Lohmer: Health care exchange is wrong for Minnesota
ST. PAUL — On March 6, the Minnesota House or Representatives took up the health insurance exchange legislation. This was a product of the Affordable Care Act (also known as Obamacare) passed by Congress in 2010 that asks each state to set up an Internet portal (known as an “exchange”) for the purchase of health insurance.
This is not a free market proposal. Please do not be fooled by the word “exchange” when you hear about how this is being implemented. This is a government exchange. Never in the history of Minnesota has an entity been created with such enormous power and so little oversight.
One major concern is personal privacy. We don’t know what private health data this government exchange will collect from Minnesotans or what other state and federal agencies will have access to that information.
Equally as concerning is the creation of the unelected and unaccountable seven-member political board that will determine the future of healthcare inside the government exchange. This board is accountable to no one, will have unchecked power and will drastically affect your ability to choose your own healthcare plan.

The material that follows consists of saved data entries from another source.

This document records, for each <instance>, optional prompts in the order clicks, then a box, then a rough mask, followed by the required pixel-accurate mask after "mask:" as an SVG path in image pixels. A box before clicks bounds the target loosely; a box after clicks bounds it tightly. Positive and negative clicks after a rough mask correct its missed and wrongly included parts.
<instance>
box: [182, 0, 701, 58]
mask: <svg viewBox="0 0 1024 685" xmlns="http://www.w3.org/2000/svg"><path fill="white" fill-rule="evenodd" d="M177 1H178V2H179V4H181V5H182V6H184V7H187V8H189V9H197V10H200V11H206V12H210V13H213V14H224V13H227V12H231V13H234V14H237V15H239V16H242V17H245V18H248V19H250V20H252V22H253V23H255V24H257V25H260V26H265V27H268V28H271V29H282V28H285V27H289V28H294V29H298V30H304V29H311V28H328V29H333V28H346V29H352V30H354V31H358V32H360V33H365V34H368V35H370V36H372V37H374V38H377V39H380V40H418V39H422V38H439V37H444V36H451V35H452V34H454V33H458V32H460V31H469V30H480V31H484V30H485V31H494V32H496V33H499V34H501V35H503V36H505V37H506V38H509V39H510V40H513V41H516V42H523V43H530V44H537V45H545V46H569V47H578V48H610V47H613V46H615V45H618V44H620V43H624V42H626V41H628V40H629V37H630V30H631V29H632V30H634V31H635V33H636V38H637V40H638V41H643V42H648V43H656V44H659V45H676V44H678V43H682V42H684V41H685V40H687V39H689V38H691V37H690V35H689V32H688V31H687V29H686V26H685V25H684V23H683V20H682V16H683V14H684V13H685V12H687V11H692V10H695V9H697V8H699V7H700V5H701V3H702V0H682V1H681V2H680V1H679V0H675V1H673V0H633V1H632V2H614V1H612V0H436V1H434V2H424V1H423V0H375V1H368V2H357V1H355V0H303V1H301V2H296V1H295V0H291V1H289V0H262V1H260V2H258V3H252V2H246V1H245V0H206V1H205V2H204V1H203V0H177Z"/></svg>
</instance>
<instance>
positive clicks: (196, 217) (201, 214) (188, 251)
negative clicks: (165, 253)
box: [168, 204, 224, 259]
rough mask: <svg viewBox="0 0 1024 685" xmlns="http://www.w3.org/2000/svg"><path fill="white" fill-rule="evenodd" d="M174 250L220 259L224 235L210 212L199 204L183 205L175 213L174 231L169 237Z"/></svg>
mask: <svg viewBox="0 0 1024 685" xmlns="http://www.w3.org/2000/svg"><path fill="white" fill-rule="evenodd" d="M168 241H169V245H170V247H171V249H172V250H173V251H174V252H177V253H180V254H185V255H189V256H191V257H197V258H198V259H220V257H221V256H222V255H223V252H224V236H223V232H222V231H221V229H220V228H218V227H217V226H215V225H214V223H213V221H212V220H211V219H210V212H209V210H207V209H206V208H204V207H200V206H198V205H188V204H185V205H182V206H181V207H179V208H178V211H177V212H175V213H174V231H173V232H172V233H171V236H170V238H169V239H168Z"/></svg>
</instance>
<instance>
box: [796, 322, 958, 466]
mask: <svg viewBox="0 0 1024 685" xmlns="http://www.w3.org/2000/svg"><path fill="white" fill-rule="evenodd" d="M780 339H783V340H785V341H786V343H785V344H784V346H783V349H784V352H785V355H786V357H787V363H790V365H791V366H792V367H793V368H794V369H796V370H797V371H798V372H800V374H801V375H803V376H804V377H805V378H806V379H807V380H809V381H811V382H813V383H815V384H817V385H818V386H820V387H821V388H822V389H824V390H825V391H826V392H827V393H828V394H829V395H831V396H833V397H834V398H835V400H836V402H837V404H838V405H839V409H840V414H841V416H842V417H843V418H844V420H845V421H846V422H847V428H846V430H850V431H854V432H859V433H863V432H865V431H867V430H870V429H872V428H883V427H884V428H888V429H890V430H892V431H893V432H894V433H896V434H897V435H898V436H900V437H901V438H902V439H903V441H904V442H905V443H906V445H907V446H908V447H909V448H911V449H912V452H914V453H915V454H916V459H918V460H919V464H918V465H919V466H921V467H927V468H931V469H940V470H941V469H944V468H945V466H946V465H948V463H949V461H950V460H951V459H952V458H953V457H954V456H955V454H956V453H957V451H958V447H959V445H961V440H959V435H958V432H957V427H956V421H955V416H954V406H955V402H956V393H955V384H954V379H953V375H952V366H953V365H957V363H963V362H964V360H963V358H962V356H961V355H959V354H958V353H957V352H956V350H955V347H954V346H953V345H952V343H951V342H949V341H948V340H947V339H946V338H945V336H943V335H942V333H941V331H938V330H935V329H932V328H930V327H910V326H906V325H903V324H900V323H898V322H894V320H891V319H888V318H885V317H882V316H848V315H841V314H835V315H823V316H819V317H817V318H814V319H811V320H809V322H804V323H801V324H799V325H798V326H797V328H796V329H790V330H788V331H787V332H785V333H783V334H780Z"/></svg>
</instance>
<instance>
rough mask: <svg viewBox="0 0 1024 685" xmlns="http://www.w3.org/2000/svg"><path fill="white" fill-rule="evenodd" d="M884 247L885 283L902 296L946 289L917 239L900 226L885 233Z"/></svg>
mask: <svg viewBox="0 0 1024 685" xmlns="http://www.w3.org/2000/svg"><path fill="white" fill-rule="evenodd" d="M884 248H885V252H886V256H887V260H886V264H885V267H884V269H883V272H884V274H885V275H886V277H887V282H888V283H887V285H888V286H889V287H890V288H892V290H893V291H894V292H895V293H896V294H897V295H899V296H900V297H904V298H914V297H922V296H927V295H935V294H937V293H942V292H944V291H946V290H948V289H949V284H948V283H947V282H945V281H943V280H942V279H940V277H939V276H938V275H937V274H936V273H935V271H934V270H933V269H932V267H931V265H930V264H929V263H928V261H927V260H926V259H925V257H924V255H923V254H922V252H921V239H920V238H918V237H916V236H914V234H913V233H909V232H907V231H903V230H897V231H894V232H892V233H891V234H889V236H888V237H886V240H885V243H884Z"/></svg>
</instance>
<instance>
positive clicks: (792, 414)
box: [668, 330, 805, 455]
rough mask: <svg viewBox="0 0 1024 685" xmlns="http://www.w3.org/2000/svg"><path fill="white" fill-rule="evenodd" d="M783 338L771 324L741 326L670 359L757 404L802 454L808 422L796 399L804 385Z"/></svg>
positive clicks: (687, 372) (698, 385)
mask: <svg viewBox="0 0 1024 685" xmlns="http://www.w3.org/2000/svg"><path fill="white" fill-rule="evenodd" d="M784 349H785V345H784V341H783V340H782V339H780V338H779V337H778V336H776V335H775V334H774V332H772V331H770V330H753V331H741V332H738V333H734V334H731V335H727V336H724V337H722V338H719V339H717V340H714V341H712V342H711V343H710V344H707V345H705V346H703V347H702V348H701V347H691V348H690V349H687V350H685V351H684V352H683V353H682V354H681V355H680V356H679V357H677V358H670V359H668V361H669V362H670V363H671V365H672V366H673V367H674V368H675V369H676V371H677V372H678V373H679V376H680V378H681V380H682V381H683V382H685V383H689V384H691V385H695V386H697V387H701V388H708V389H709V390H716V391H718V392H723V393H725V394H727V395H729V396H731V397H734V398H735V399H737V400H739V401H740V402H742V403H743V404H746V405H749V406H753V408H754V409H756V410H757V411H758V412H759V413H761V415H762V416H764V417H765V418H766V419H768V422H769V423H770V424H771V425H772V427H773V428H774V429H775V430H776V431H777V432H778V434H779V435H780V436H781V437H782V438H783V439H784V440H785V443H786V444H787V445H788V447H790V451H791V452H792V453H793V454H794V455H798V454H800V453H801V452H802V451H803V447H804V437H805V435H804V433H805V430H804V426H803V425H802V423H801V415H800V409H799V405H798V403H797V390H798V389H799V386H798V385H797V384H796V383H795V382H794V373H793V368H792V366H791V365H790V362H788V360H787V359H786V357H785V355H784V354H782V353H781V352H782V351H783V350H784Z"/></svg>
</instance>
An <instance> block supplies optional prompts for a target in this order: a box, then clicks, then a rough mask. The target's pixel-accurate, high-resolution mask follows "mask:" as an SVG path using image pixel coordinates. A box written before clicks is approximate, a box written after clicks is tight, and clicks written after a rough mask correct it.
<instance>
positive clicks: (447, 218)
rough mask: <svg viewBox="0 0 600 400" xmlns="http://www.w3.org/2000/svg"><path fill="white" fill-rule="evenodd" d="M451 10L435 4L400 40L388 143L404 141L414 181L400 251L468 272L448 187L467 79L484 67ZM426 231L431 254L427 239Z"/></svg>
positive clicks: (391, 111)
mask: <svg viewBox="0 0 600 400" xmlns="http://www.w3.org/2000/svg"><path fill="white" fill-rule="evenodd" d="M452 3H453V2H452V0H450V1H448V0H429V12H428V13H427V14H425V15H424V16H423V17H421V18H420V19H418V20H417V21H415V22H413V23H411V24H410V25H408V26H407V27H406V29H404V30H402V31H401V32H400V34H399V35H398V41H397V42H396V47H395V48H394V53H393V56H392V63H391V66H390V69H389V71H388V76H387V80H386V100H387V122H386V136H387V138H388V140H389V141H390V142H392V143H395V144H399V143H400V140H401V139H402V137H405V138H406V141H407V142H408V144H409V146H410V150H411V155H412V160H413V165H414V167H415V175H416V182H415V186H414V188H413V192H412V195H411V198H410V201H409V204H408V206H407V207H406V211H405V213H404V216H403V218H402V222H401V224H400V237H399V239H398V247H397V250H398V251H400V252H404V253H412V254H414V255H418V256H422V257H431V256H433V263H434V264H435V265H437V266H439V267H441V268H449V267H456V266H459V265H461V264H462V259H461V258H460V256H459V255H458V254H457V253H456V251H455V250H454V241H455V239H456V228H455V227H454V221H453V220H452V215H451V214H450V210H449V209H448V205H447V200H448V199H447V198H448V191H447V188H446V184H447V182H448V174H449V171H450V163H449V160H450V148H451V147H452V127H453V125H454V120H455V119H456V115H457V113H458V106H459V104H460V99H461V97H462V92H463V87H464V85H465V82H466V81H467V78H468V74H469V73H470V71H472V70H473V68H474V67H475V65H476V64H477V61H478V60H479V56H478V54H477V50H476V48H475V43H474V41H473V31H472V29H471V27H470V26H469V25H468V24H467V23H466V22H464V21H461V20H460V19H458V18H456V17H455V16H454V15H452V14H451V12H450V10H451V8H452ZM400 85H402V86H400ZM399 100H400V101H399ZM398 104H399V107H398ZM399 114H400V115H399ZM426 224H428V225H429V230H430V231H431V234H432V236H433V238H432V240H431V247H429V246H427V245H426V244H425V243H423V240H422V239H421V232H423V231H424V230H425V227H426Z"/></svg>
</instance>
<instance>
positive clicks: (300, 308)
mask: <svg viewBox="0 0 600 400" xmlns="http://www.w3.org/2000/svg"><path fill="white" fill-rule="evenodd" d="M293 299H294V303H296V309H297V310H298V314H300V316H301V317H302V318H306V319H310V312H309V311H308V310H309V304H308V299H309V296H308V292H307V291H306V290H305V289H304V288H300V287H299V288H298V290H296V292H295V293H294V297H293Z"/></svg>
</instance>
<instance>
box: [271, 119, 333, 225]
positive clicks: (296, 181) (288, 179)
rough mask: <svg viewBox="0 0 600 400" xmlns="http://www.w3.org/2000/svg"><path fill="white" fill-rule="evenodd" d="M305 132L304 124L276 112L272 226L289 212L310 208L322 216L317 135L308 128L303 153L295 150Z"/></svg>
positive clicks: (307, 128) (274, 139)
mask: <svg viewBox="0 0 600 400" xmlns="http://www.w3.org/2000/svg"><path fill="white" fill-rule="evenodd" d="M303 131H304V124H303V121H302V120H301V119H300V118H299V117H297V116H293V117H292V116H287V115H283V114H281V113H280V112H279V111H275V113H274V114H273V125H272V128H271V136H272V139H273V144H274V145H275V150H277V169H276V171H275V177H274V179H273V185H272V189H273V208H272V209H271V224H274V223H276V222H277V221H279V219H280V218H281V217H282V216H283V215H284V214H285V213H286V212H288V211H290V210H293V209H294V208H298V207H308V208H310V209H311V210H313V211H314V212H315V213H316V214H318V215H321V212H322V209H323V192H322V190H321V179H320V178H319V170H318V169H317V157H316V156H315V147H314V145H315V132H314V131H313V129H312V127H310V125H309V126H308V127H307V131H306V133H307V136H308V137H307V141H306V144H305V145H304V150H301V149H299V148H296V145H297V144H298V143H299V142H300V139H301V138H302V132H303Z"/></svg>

Furthermore, there is absolutely no guarantee that Minnesotans will be able to keep their own doctor. The government exchange seeks to control the entire health insurance market in order to limit your choice of insurance coverage and prevent you from choosing your own doctor. In order to keep their healthcare affordable through federal subsidies, people will have to purchase their health insurance from the government exchange. Even the DFL chief author of the bill admitted in committee that the government exchange would reduce the number of health insurance options from more than 750 to less than 60. Given the fewer number of options, it’s hard to believe you’ll be able to keep your own doctor.
Fewer options bring higher costs. To fund its operations, the seven-member political board will levy a tax up to 3.5 percent on every plan sold within the government exchange. The projected revenue is dependent upon high participation in the government exchange. The fewer the people who use the exchange, the higher the tax on premiums will be for everyone else who uses it. Instead of lowering costs, the government exchange will make healthcare more expensive and less affordable.
Making sure people have access to quality healthcare is very important to me. However, this government exchange does nothing to guarantee better healthcare, lower insurance premiums, or create savings in the healthcare system. Instead, it’s an extremely expensive government infrastructure bill that imposes layers of bureaucracy between Minnesotans and their healthcare. Because of these reasons, I voted no on passage of this bill.